Langkah ini bertujuan memperluas kesempatan belajar masyarakat. Selain itu, pemerintah ingin meringankan beban keluarga dengan kondisi ekonomi terbatas.
Program tersebut mengacu pada Keputusan Gubernur DKI Jakarta Nomor 312 Tahun 2025. Sebanyak 40 sekolah akan menerima pendanaan penuh dari Januari sampai Desember 2026.
Di sisi lain, 63 sekolah tambahan mulai memperoleh bantuan pada Juli hingga Desember 2026. Penambahan penerima baru membuat kebutuhan dana meningkat.
Sekolah penerima bantuan berada di lima wilayah administrasi Jakarta. Program ini mencakup tingkat SD, SMP, SMA, SMK, serta SLB.

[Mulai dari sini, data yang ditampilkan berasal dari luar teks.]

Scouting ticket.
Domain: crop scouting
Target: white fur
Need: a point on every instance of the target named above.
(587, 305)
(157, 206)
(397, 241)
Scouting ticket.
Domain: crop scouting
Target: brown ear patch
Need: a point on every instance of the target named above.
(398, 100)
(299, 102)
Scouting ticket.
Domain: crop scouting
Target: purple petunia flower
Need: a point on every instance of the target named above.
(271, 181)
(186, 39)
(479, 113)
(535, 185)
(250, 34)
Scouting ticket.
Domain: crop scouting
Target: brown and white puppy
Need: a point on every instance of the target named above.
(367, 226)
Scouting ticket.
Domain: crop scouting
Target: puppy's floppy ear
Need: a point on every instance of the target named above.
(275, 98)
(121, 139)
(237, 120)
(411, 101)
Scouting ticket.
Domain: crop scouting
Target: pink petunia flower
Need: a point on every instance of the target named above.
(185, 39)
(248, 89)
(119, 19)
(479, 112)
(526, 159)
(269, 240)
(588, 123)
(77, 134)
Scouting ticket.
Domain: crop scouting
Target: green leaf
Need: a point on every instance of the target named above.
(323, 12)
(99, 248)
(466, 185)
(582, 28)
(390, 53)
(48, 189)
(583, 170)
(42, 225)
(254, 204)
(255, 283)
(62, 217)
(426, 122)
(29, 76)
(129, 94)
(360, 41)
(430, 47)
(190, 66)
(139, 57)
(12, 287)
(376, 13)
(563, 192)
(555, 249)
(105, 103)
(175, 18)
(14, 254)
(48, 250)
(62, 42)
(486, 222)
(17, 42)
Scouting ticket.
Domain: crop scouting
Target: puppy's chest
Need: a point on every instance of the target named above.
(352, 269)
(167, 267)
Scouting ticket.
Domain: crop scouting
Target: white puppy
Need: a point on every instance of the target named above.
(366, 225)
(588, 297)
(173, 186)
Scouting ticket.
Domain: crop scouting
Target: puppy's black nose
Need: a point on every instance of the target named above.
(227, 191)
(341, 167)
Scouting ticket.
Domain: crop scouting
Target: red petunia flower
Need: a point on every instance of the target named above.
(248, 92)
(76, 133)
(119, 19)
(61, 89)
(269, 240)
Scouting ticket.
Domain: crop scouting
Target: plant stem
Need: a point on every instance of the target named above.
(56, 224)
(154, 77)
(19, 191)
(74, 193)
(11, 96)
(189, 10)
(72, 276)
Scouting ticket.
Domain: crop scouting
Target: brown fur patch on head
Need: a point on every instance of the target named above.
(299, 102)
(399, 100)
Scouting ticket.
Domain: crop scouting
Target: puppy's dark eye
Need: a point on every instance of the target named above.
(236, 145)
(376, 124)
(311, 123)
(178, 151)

Gubernur Pramono Anung menyatakan program ini bisa mengurangi biaya pendidikan warga. Karena itu, pemerintah terus memperluas cakupan bantuan.
Selain kebijakan sekolah gratis, Pemprov DKI tetap melanjutkan program pendidikan lainnya. Bantuan itu meliputi Kartu Jakarta Pintar, Kartu Jakarta Mahasiswa Unggul, serta pemutihan ijazah.
Kepala Dinas Pendidikan DKI Jakarta, Nahdiana, mengatakan anggaran juga dipakai untuk mendukung penerimaan siswa baru. Selain itu, dana digunakan untuk memperbaiki fasilitas sekolah.
Pemerintah turut mengalokasikan anggaran guna meningkatkan mutu pendidikan. Dana tersebut mencakup pembayaran gaji guru, honor tenaga pendidik, serta kegiatan ekstrakurikuler.
Pemprov DKI menegaskan sekolah penerima bantuan dilarang menarik biaya dari siswa. Namun, sistem pencairan dana masih akan dikaji agar prosesnya lebih cepat.